Marissa Alexander -- the Florida woman who claimed immunity based on the state's "stand your ground" laws, but who was nonetheless sentenced to 20 years for discharging a firearm -- will get a new trial. Alexander, who told the jury that she had fired a gun at the ceiling because she was afraid of her husband, became emblematic of the apparent racial double standard with which "stand your ground" claims are treated.

The judge did not grant Alexander a new trial because he believed the jury made the wrong choice in rejecting Alexander's "stand your ground" immunity claim, but rather a new trial was called "because the jury instructions on self-defense were erroneous," wrote Judge James H. Daniel.

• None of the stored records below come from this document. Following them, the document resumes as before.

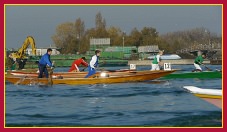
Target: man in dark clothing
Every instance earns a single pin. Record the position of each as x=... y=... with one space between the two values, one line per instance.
x=43 y=62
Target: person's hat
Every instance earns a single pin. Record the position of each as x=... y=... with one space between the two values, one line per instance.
x=83 y=58
x=49 y=49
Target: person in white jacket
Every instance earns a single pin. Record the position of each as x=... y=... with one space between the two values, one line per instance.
x=93 y=64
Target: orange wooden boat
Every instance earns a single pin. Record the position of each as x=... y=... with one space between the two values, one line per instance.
x=98 y=78
x=69 y=74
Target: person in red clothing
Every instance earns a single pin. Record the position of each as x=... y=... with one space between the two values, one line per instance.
x=76 y=64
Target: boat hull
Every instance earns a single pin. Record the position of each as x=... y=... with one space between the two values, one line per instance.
x=133 y=77
x=212 y=96
x=71 y=74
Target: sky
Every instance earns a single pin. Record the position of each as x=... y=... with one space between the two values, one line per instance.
x=41 y=21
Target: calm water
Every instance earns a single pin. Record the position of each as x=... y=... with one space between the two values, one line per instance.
x=154 y=103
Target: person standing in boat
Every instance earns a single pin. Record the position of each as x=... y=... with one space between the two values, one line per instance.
x=157 y=61
x=93 y=64
x=77 y=63
x=43 y=62
x=199 y=61
x=11 y=62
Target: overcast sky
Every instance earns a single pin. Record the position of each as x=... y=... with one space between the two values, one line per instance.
x=41 y=21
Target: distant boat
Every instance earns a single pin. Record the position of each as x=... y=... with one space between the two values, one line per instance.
x=213 y=96
x=167 y=57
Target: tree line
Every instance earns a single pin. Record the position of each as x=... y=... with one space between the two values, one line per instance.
x=71 y=37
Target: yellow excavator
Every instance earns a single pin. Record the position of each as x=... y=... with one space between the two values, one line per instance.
x=20 y=55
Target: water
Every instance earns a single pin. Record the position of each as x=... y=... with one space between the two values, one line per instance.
x=150 y=104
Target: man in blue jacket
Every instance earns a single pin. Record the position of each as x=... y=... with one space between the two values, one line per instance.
x=93 y=64
x=43 y=62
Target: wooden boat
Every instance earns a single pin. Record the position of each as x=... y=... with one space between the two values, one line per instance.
x=213 y=96
x=204 y=74
x=69 y=74
x=95 y=79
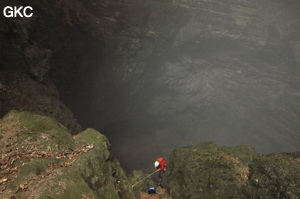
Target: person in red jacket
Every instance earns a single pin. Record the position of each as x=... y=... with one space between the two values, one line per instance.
x=160 y=164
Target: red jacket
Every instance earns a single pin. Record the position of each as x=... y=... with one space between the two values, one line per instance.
x=162 y=163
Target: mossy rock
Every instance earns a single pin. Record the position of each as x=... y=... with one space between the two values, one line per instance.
x=209 y=171
x=91 y=172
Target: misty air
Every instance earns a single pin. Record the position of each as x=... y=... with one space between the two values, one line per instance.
x=94 y=93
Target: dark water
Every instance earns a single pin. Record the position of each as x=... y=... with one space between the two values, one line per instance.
x=221 y=72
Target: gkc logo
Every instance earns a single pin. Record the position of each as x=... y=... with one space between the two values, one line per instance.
x=15 y=11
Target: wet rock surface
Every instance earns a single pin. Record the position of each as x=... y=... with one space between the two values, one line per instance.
x=163 y=74
x=212 y=171
x=40 y=159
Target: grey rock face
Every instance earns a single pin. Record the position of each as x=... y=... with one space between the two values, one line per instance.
x=173 y=72
x=212 y=171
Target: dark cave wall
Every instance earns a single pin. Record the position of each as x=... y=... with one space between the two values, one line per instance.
x=162 y=74
x=41 y=52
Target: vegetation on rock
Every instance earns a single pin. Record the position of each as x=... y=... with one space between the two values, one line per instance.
x=41 y=159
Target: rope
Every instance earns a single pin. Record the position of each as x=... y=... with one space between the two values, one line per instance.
x=143 y=179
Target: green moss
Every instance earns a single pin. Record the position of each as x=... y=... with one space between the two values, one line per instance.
x=32 y=168
x=34 y=125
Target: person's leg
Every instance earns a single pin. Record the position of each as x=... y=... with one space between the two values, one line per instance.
x=159 y=178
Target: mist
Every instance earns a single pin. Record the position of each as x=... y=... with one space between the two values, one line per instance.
x=176 y=73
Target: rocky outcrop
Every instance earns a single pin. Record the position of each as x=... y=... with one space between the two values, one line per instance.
x=40 y=159
x=19 y=91
x=212 y=171
x=175 y=72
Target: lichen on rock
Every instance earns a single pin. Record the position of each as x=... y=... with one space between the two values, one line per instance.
x=41 y=159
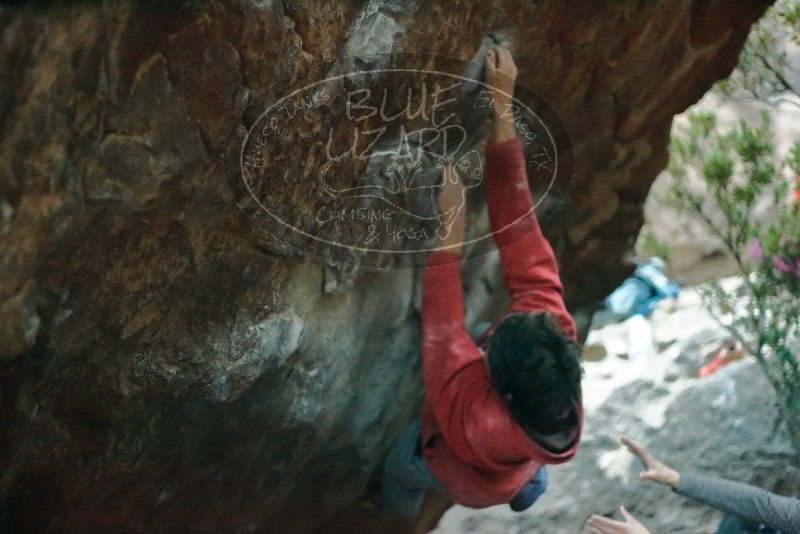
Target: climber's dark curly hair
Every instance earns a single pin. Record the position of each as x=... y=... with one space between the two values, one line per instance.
x=536 y=368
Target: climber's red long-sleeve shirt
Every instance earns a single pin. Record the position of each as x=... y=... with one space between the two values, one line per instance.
x=478 y=453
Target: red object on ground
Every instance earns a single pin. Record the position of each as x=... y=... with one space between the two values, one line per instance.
x=722 y=357
x=479 y=454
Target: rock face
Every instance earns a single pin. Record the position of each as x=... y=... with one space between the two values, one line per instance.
x=165 y=366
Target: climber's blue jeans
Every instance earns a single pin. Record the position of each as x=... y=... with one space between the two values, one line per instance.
x=732 y=524
x=406 y=478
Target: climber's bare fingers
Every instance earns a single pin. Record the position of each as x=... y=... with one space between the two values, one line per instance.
x=491 y=61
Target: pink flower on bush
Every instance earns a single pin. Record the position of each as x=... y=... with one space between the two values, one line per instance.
x=781 y=264
x=755 y=251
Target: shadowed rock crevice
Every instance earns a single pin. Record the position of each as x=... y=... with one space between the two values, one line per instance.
x=166 y=366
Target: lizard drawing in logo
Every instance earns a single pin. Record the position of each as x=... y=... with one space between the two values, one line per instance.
x=408 y=172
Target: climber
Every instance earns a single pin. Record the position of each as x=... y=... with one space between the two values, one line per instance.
x=497 y=409
x=748 y=510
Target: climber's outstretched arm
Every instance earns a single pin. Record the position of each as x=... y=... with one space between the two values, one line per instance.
x=529 y=264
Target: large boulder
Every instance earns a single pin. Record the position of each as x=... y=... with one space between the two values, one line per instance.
x=166 y=366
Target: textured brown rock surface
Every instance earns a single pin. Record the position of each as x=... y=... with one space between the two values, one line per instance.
x=164 y=368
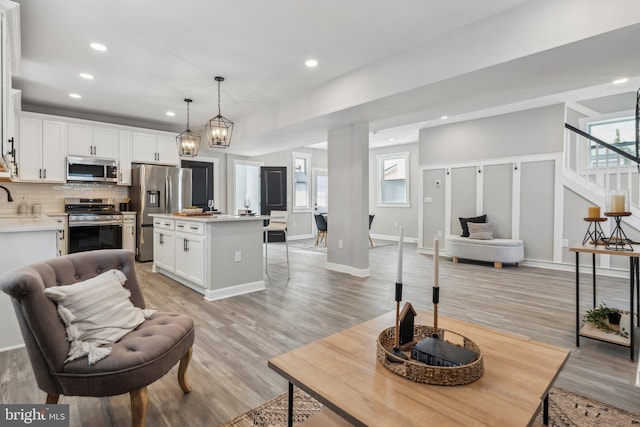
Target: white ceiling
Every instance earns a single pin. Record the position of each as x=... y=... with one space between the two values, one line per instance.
x=399 y=66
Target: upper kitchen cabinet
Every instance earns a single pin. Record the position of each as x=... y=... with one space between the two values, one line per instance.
x=9 y=66
x=92 y=141
x=154 y=148
x=41 y=150
x=124 y=157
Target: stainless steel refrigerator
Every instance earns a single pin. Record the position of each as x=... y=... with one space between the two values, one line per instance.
x=156 y=189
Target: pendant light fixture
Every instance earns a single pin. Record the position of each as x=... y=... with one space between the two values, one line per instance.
x=219 y=129
x=188 y=141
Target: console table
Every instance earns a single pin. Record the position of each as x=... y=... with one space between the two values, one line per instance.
x=342 y=372
x=589 y=331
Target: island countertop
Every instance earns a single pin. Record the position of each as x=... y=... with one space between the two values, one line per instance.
x=210 y=218
x=22 y=223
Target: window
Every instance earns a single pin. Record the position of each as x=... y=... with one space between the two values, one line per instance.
x=619 y=132
x=393 y=180
x=301 y=181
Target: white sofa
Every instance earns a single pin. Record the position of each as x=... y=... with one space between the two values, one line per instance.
x=497 y=251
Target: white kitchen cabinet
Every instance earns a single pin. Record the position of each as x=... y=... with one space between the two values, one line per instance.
x=129 y=232
x=92 y=141
x=41 y=150
x=189 y=251
x=164 y=244
x=153 y=148
x=124 y=157
x=63 y=220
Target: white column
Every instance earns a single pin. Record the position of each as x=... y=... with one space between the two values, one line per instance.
x=348 y=219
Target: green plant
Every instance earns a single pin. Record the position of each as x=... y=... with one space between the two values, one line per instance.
x=599 y=315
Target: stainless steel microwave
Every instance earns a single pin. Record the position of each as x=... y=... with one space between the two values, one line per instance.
x=91 y=169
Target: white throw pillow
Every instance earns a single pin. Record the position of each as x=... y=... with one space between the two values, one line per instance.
x=481 y=231
x=96 y=311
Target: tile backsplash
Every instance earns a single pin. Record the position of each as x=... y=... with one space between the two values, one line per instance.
x=51 y=196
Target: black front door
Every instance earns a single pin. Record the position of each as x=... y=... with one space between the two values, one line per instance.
x=201 y=182
x=273 y=194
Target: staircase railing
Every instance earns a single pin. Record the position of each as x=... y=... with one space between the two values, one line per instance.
x=599 y=165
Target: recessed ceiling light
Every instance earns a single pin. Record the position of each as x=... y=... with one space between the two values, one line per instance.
x=98 y=46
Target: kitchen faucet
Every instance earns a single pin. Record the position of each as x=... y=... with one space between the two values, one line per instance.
x=9 y=198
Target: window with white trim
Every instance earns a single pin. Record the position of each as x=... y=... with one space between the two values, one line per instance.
x=301 y=181
x=619 y=132
x=393 y=180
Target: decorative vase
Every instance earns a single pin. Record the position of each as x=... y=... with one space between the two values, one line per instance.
x=614 y=318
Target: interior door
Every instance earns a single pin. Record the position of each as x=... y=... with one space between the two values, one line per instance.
x=201 y=182
x=273 y=194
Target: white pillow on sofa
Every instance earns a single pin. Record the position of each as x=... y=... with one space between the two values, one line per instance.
x=96 y=311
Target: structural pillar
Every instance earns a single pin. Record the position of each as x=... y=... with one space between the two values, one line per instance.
x=348 y=220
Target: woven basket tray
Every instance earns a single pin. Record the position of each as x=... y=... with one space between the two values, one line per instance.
x=429 y=374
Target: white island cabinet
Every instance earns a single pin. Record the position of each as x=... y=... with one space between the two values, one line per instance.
x=219 y=256
x=25 y=239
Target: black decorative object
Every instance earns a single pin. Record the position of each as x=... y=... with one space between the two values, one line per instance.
x=438 y=352
x=219 y=129
x=618 y=240
x=594 y=234
x=407 y=318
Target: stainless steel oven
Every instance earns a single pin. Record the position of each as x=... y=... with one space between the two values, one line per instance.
x=93 y=224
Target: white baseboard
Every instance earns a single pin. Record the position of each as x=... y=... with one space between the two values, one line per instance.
x=394 y=238
x=232 y=291
x=341 y=268
x=550 y=265
x=301 y=237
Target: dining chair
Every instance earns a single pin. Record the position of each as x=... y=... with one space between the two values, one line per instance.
x=277 y=222
x=321 y=225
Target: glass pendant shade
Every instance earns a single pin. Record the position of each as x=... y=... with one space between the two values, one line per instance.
x=219 y=129
x=188 y=141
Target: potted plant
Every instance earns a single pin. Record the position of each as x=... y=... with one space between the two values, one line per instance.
x=603 y=317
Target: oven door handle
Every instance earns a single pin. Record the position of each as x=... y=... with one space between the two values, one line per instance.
x=88 y=223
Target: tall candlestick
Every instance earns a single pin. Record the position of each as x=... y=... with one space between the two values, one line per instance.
x=399 y=273
x=436 y=255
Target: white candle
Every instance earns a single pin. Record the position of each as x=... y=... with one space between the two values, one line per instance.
x=436 y=255
x=399 y=273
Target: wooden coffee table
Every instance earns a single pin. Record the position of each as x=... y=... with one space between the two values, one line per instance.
x=343 y=373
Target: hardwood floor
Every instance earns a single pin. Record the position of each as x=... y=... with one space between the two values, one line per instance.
x=235 y=337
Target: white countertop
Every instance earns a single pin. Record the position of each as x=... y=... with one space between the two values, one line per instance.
x=212 y=218
x=27 y=222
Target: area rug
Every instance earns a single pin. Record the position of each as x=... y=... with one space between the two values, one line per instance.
x=566 y=409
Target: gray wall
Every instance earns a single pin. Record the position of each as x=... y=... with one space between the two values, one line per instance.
x=536 y=209
x=463 y=148
x=523 y=133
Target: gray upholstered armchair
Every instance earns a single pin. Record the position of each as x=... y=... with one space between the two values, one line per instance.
x=137 y=360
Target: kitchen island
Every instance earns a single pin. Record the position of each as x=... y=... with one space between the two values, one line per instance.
x=219 y=255
x=24 y=239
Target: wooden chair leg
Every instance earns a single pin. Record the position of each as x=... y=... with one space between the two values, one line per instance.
x=182 y=371
x=139 y=406
x=52 y=399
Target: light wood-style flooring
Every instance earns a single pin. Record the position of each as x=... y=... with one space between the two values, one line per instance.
x=235 y=337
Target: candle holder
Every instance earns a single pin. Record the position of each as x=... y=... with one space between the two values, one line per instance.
x=618 y=240
x=594 y=233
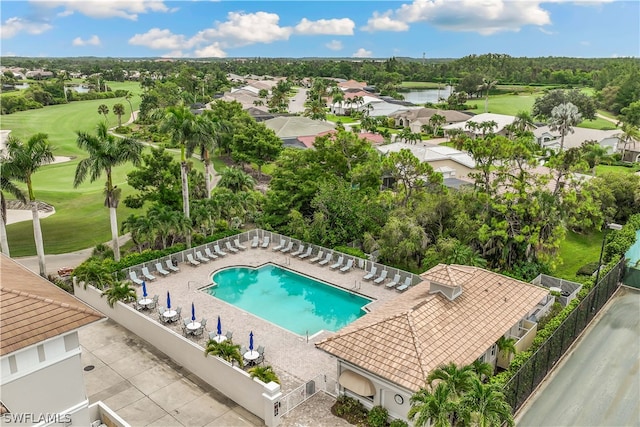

Our old friend Irin Carmon reported for MSNBC:

Alexander, who had given birth the week before, testified that after an altercation regarding texts from her ex-husband, she locked herself in the bathroom. Her husband, Rico Gray, broke through the door, grabbed her by the neck, and shoved her into the door. She ran to the garage, found she couldn’t get the door open, and returned with a gun. When Gray saw the gun, he said, “Bitch, I’ll kill you.” Alexander testified that firing the gun into the air as a warning shot was “the lesser of two evils.”

The jury rejected her self-defense argument, and instead Alexander was sentenced under the “10-20-Life” law, which carries a series of mandatory minimum sentences related to gun crimes. The prosecutor in her case was Angela Corey, who also prosecuted George Zimmerman, who was acquitted in the death of Trayvon Martin. After an outcry at the apparent racial double standard in the application of "stand your ground," Corey told the Washington Post, “I think social media is going to be the destruction of this country.”


The appeals court judge ruled that the lower court judge improperly put a burden on Alexander to prove that the firing was in self-defense.